On peut déduire de ces études xylologiques que les sculpteurs Dayak connaissaient et travaillaient plusieurs essences de la forêt tropicale. Quatre d’entre elles, Instia Palembanica, Eusideroxylon, Koompassia, et Shorea possèdent des caractéristiques mécaniques très proches. Deux d’entre elles sont appelées vulgairement « bois de fer », mais ce qualificatif pourrait s’appliquer à l’ensemble de ce groupe. L’emploi de l’essence Elmerilla pour la réalisation de boites destinées à conserver les ossements des défunts, élargit cette diversité de choix. Récemment, une étude ethnobotannique réalisée avec des villageois d’un groupe Iban, Sarawak, a montré qu’ils identifient plus de 675 espèces de plantes, dont plus de 200 arbres, 50 d’entre eux produisant du bois, de l’écorce et autre matériaux d’œuvre.
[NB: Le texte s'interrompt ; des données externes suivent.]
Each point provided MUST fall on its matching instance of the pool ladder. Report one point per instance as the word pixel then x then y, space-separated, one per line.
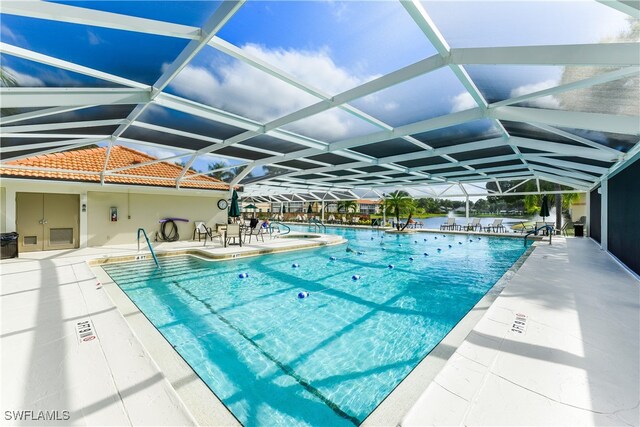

Comme tout les artistes, les sculpteurs dayak choisissaient probablement leur matériau en fonction de l’emploi et de la finalité de leur production, mais aussi en fonction de la disponibilité des essences sur le lieu de production, leur répartition variant suivant l’altitude, et de l’adéquation de l’arbre avec leurs projets artistiques - taille, emplacement des nœuds, rectitude, etc.-. Les « Hampatong » de Bornéo doivent donc leur grande longévité à la forte résistance mécanique et à l’extrême densité des bois dans lesquels ils ont été sculptés mais aussi aux choix judicieux des grummes par les artistes. A cela, s’ajoutent des conditions de conservation exceptionnelles pour la plupart de ces pièces archéologiques. Le limon de rivières ou l’intérieur des grottes funéraires où elles reposaient les ont protégées de la lumière et dans une atmosphère stable durant des siècles des pluies diluviennes, du soleil brulant du climat équatorial et des attaques fongiques ou xylophages. Elles sont toujours devant nous, debout, défiant le temps et notre regard pour notre plus grand plaisir.

Le bois de Bornéo réserve des surprises et force à l’humilité.